Net income                                                                                                                $4500
Additions to cash
Depreciation    $500                                                                                        
Increase in Account Payables                                                                                $6500                                                                                 
Subtraction from Cash
Increase in Account Receivables                                                                          ($5,000)
Net Cash from Operating Activities                                                                       $6,500
Equipments                                                                                                              $3000
FINANCING ACTIVITIES n/a                                                                                                   
CASH FLOW FOR MONTH DEC 31, 2021                                                                 $9,500

The above cash flow statement shows variations in cash for a reporting period that ended on December 31, 2021. The opening balance of cash and cash equivalents was approximately $6500, as you’ll notice at the top of the statement.
During the Accounting period, operating activities generated a total of $6500. In investing activities no cash is spent on debt and equity financing activities.  At the bottom of the cash flow statement, the final balance of cash and cash equivalents at the end of the year is 9500.

The sections of a cash flow statement

The cash flow statement comprises three statements that show us different ways cash can enter or leave the business. 

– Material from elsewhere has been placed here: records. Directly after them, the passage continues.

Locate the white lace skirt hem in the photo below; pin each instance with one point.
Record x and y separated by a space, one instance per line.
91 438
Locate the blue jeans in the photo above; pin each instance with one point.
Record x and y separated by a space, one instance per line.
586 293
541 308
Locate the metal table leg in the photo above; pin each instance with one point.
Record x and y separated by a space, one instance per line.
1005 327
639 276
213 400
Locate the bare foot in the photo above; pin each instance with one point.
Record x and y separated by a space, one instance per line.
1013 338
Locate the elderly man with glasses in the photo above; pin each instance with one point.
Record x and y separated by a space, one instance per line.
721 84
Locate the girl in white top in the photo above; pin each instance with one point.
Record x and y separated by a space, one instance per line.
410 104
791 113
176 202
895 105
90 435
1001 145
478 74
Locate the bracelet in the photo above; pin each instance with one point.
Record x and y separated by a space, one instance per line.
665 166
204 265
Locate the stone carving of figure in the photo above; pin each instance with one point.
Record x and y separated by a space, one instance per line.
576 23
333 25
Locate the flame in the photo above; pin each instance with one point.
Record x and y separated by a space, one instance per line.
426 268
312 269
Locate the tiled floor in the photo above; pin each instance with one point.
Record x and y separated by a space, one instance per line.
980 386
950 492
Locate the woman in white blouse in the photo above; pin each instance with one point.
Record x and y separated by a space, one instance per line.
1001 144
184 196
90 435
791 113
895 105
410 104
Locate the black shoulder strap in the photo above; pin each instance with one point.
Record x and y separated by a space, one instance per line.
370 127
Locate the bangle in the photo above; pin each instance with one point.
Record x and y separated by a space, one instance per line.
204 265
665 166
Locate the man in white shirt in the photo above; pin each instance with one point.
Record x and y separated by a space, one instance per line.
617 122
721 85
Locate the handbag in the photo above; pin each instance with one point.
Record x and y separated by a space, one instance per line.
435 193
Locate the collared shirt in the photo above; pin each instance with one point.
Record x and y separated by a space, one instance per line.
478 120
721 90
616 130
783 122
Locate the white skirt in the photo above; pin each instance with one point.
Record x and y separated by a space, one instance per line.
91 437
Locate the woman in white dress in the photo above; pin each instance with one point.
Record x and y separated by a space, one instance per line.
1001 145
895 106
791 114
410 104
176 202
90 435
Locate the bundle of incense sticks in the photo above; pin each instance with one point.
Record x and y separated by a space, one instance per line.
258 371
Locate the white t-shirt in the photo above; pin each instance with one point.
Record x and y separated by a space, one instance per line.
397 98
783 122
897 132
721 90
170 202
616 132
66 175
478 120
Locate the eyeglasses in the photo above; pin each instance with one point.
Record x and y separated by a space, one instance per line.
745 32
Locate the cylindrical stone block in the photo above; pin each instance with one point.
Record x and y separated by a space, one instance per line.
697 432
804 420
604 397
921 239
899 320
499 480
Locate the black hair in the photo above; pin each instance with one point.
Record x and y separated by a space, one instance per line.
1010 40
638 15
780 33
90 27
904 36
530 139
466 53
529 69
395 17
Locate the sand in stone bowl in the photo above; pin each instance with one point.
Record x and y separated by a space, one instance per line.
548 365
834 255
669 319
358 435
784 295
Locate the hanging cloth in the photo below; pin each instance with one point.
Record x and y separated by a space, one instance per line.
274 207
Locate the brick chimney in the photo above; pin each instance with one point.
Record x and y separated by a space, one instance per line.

Cash flow from operating activities

Cash flow from operating activities is money earned or spent in the course of regular business activity. These activities may include purchasing and selling inventory and supplies, as well as paying employees’ salaries.  Other types of inflows and outflows, such as investments, debts, and dividends, are excluded. 

Cash Flow from Investing Activities 

Cash flow from investing activities is the amount of money earned or spent on investments made by your company, such as purchasing equipment or investing in other businesses. Cash spent on property, plant, and equipment is also included in this section. This is the section where analysts look for changes in capital expenditures (Capex).

Cash flow from financing activities

Cash flow from financing activities is cash earned or spent while financing your business with loans, lines of credit, or shareholder’s equity. It is a measure of cash flow between a company, its owners, and its creditors, and it is typically derived from debt or equity. The cash flows from the financing section are used by analysts to determine how much money the company has paid out.

What information does cash flow provide?

  • The cash flows statement provides a more detailed picture of what happens to a company’s cash during an accounting period.
  • Cash flow statements are used by business owners, managers, and other stakeholders to better understand the value and overall health of their companies and to guide financial decision-making.
  • Cash flow statement show changes in assets, liabilities, and equity as cash outflows, cash inflows, and cash held. These three activities are the core of any business management.
  • Cash flow statements can be used to generate cash flow projections, allowing you to forecast how much liquidity your company will have in the future. This is critical when developing long-term business plans.


Each financial statement has its own purpose and provides specific information, but together they are the most powerful tool and provide all the financial information.